What the standard says
One of the first places you'll learn about exit codes is the Bash manual. It says:
"A successful command returns a 0, while an unsuccessful one returns a non-zero value that usually may be interpreted as an error code. Well-behaved UNIX commands, programs, and utilities return a 0 exit code upon successful completion, though there are some exceptions." (emph. mine)
The POSIX Open Group Base standard says:
"The value of status may be 0, EXIT_SUCCESS, EXIT_FAILURE, [CX] [Option Start] or any other value, though only the least significant 8 bits (that is, status & 0377) shall be available from wait() and waitpid(); the full value shall be available from waitid() and in the siginfo_t passed to a signal handler for SIGCHLD. [Option End]"
On the same page it says: "The functionality described on this reference page is aligned with the ISO C standard. Any conflict between the requirements described here and the ISO C standard is unintentional. This volume of POSIX.1-2017 defers to the ISO C standard."
Okay, so what's the ISO C standard say?
"If the value of status is zero or EXIT_SUCCESS, an implementation-defined form of the status successful termination is returned. If the value of status is EXIT_FAILURE, an implementation-defined form of the status unsuccessful termination is returned. Otherwise the status returned is implementation-defined."
"an implementation-defined form of the status unsuccessful termination is returned" feels unsatisfying, but at least we know that non-zero means unsuccessful, right?
The original report was about
git log. Let's run the steps the user reports: run
git log, quit with
q, and then check the exit code. I'll do this in bash, since that's the shell everyone will have access to:
> git log > echo $? 141
Sure enough, a non-zero exit code.
Bash is reporting that
git log exits with exit code 141. This clearly feels intentional. It's not a 0 or 1, but a number specific to the other 254 possibilities.
Turns out that some folks dug into this 5+ years ago. They write a bullet list with their findings:
- Git pipes the logs into less
- I quit the less process, which sends a SIGPIPE signal (13) to the underlying git process streaming the logs
- git catches the interrupt and exits prematurely and per POSIX convention returns 128 + the SIGPIPE status ==> 141 to indicate that it was terminated by signal 13.
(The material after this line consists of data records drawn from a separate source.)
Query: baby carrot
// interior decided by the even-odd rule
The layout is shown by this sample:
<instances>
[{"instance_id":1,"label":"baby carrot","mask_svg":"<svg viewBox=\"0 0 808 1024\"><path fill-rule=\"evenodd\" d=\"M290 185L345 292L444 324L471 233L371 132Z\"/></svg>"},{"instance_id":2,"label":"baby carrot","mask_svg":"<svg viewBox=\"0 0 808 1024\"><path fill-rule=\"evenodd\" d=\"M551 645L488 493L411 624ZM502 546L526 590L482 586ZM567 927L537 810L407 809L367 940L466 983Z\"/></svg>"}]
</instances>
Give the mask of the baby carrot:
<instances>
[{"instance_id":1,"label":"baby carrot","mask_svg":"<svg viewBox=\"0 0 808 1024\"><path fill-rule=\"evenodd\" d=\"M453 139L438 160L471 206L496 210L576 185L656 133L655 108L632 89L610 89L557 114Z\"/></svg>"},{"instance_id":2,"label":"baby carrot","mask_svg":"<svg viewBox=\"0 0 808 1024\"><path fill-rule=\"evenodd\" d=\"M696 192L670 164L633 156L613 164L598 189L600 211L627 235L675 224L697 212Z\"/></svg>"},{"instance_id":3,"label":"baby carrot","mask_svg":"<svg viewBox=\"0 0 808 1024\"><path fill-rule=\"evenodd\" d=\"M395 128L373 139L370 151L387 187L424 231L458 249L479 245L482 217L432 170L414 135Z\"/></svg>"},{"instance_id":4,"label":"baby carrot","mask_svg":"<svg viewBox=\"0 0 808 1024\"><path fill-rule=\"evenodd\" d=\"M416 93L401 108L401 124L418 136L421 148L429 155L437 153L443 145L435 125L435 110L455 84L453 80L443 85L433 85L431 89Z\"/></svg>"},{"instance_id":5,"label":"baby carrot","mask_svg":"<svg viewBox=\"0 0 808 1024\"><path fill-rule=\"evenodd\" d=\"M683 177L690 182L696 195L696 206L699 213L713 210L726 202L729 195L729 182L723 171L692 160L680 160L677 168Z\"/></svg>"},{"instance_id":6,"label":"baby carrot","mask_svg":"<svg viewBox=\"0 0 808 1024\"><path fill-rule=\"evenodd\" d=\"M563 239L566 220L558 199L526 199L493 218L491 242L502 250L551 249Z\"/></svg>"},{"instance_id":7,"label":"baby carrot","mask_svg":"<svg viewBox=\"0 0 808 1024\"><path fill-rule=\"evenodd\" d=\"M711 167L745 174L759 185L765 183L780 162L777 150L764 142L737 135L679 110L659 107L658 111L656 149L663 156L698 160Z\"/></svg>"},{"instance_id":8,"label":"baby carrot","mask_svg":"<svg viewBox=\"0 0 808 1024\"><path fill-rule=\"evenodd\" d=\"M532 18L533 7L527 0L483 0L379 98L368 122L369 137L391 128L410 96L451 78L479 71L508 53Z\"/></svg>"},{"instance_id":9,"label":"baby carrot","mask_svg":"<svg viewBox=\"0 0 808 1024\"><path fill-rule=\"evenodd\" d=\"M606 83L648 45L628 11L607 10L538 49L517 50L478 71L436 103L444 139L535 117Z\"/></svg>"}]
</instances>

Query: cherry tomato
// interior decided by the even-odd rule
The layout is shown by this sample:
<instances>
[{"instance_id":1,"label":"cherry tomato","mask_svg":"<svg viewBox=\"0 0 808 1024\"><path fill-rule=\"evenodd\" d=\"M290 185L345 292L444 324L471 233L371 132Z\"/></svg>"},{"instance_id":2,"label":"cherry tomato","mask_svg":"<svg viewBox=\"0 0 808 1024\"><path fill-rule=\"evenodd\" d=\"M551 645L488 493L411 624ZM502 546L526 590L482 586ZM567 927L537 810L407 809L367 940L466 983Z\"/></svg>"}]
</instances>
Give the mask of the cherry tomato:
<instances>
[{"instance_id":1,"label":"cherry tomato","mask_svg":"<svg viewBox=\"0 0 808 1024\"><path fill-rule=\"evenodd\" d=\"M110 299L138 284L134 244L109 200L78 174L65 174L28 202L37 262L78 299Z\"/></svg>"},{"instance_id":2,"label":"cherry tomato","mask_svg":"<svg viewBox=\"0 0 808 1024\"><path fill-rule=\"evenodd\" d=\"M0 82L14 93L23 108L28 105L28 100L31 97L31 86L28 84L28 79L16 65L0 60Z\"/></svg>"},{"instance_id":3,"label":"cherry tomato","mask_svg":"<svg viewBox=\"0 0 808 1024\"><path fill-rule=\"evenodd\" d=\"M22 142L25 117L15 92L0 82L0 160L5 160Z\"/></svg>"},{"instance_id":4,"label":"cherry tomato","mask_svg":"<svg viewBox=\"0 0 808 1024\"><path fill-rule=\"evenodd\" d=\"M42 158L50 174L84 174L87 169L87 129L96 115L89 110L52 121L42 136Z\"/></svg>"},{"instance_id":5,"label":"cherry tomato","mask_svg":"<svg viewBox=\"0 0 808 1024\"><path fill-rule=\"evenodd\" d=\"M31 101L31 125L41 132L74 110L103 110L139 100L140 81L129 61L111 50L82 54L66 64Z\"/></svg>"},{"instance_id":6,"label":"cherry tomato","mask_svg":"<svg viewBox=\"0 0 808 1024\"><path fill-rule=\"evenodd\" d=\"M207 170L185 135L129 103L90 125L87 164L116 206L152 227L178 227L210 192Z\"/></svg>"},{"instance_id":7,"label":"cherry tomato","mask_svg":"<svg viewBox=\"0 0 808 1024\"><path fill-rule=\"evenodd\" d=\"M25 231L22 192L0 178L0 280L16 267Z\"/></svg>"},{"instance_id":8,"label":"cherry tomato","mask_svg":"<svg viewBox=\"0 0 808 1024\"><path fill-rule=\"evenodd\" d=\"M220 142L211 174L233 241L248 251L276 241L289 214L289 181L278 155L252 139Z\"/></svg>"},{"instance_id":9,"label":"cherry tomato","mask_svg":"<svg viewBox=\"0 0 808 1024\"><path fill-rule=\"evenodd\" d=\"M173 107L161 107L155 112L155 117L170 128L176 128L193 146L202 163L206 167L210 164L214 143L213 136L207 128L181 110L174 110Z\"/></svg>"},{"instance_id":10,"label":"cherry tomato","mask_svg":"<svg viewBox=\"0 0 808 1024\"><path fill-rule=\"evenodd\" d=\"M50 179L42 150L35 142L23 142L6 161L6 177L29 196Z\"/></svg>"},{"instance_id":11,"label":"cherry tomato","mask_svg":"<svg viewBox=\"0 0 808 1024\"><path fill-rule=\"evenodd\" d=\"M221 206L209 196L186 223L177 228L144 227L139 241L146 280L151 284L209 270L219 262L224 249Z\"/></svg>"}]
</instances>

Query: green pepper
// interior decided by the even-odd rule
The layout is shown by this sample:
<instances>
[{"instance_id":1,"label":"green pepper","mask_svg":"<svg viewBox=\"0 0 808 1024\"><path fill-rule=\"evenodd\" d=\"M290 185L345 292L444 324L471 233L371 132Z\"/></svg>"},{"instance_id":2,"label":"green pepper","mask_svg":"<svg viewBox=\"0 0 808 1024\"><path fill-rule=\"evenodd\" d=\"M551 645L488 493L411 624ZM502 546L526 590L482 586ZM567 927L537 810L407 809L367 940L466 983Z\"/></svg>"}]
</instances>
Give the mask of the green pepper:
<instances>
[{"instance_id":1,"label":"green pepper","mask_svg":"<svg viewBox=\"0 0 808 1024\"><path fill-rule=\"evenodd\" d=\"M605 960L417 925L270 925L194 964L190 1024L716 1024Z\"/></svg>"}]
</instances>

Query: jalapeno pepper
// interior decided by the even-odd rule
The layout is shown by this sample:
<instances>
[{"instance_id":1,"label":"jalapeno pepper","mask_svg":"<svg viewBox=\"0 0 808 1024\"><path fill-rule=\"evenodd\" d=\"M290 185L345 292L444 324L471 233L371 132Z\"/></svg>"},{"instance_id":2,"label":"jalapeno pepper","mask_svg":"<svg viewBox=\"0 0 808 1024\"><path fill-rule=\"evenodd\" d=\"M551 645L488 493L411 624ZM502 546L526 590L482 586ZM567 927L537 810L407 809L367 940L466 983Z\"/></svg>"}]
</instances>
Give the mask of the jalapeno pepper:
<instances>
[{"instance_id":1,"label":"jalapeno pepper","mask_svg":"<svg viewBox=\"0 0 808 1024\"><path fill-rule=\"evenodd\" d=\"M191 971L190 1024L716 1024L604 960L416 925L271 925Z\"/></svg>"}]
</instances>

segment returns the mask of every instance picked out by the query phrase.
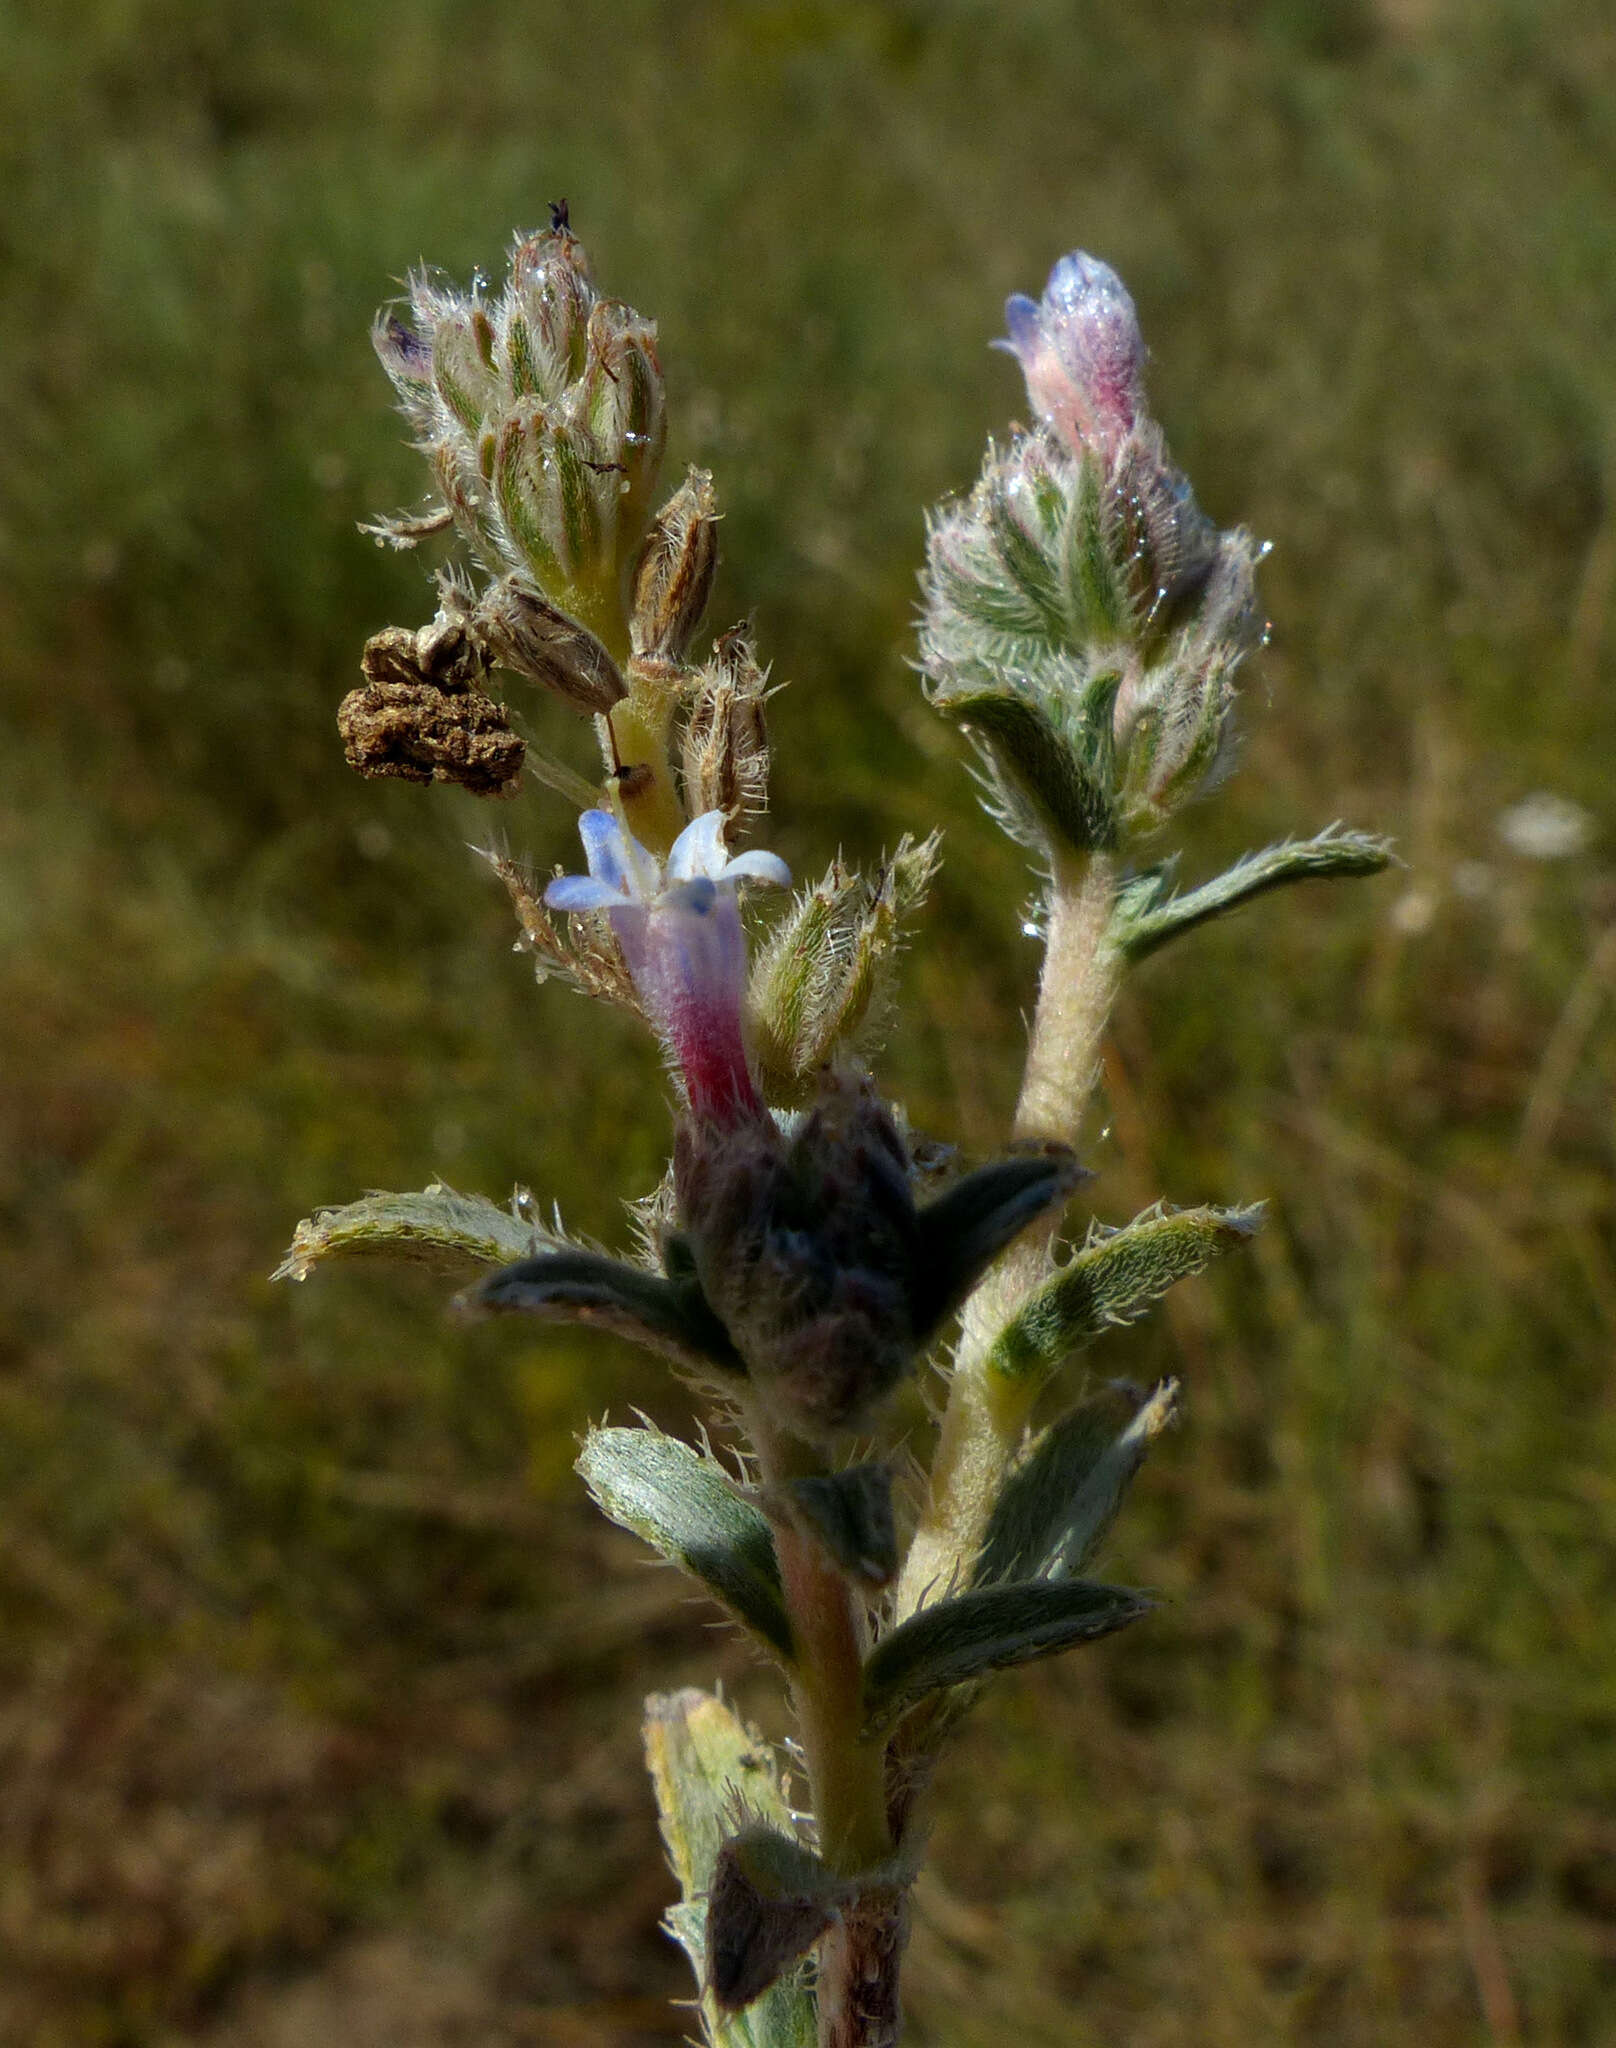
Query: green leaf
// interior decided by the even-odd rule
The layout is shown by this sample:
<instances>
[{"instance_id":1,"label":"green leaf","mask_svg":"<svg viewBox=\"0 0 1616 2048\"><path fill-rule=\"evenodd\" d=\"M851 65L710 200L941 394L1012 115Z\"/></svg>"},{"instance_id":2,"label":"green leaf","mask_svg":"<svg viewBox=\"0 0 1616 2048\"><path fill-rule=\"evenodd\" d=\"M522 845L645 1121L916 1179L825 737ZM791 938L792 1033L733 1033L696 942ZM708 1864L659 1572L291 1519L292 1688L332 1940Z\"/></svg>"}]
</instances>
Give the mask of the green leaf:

When failures aren't failures
Why is the user being told about the SIGPIPE in this case? I'm sure there's a perfectly reasonable set of events that take us to this point. Git is calling out to
less wants to report the user quitting it ends the pipe prematurely. And yet, it definitely feels to fall short of the spirit of the specifications. Non-zero errors should mean we've exited in an unexpected way. The steps above exit us in about the only reasonable way to exit interactively viewing the log.
As it turns out,
git log isn't alone. Here's a discussion on Stack Overflow about
grep -q returning 141. In it, the responses point out yet other commands, like
head, also return 141 in their regular course of action.
There are standards, and there are standards
Something folks tend to assume is that the POSIX standard covers a lot of how Unix-like systems work. While this is true at some level, there are cases like this one where we quickly shift to having to lean more on conventions than standards. As the Bash manual says "though there are some exceptions". Using pipes and command composition leads to having to follow one part of the standard that in turn leads to really confusing situations for the user, like the situations listed above. A command like
less doesn't take all of its inputs. As it closes, it passes along that "hey, technically the pipe I was reading from isn't going to be able to write to its output because I'm closing". From the user's perspective, though, exiting early is exactly what's supposed to happen. It's not actually an error.
It kinda makes you wonder - if we could do this over again, how would we do it differently?